Operation Average case
Add (s.add(x)) O(1)
Remove (s.remove(x)) O(1)
Membership (x in s) O(1)
Union (a \ b) O(len(a) + len(b))
Intersection (a & b) O(min(len(a), len(b)))

Key insight: Use sets instead of lists when you primarily need to test membership. A membership test that takes O(n) in a list takes O(1) in a set.

Comparison table

Operation List Tuple Dict Set
Access by index O(1) O(1)
Access by key O(1)
Membership test O(n) O(n) O(1) O(1)
Append/add O(1) O(1) O(1)
Insert at start O(n)
Delete O(n) O(1) O(1)
Sort O(n log n)

Memory comparison

You can use sys.getsizeof() to see the memory used by each structure:

import sys

lst = list(range(1000))
tpl = tuple(range(1000))
dct = {i: i for i in range(1000)}
st = set(range(1000))

print(f"List:       {sys.getsizeof(lst):,} bytes")
print(f"Tuple:      {sys.getsizeof(tpl):,} bytes")
print(f"Dictionary: {sys.getsizeof(dct):,} bytes")
print(f"Set:        {sys.getsizeof(st):,} bytes")

In general, tuples use the least memory, followed by lists, then sets and dictionaries.

When performance matters

Premature optimisation

For most programs, the choice of data structure matters far more for correctness and readability than for performance. A dictionary with 100 items is fast no matter what operations you perform on it. Performance differences only become meaningful with large datasets or in tight loops.

As a general rule: write clear code first, then optimise the parts that are actually slow.

Readability versus speed

Choosing a more complex data structure to save a few microseconds is rarely worth the loss in readability. If a list comprehension is clear and the dataset is small, use it — even if a generator expression would be slightly more memory-efficient.

The right structure for the job

The most impactful performance decision is usually choosing the right data structure in the first place. Using a set for membership testing instead of a list can turn an O(n) operation into O(1) — a far greater improvement than any micro-optimisation.

Generators and lazy evaluation

When working with very large datasets, consider using generators instead of building entire lists in memory:

# This creates a list of one million items in memory
squares = [x ** 2 for x in range(1_000_000)]

# This generates items one at a time
squares = (x ** 2 for x in range(1_000_000))
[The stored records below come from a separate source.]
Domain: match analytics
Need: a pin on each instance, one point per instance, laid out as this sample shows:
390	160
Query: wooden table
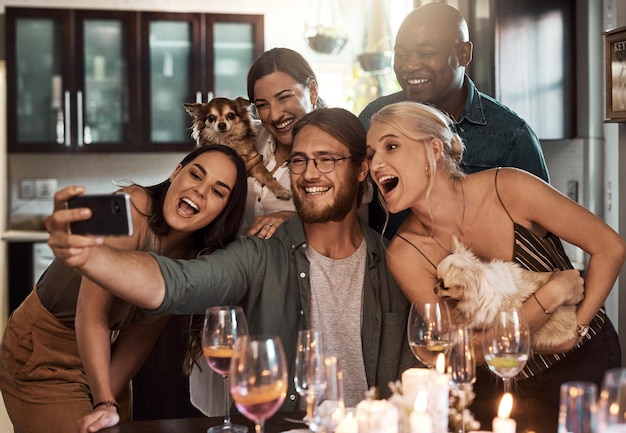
276	424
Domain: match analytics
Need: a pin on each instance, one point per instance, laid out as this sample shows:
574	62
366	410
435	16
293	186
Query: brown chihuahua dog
229	122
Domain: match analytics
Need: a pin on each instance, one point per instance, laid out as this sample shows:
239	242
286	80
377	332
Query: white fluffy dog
482	289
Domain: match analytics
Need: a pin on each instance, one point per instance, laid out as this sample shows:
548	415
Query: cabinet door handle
79	117
66	131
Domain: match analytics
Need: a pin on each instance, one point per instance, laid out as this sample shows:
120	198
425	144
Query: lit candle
502	423
420	421
348	425
437	388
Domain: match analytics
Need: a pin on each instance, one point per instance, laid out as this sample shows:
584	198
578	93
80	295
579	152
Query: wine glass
612	402
429	331
222	325
463	368
506	345
258	377
329	406
309	377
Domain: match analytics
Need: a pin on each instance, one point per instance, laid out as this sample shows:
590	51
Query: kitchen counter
24	236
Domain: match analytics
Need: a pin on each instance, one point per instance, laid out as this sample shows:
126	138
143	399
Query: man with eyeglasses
322	269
Generator expressions use parentheses instead of square brackets and produce items lazily — one at a time as they are needed. This is useful when you only need to iterate over the items once.

Summary

Each data structure offers different performance characteristics. Lists provide fast indexing but slow membership testing. Dictionaries and sets provide fast lookups but use more memory. Tuples are lightweight and immutable. Understanding these trade-offs helps you make informed decisions, but remember that clarity and correctness should come first — optimise only when you have evidence that performance is a problem.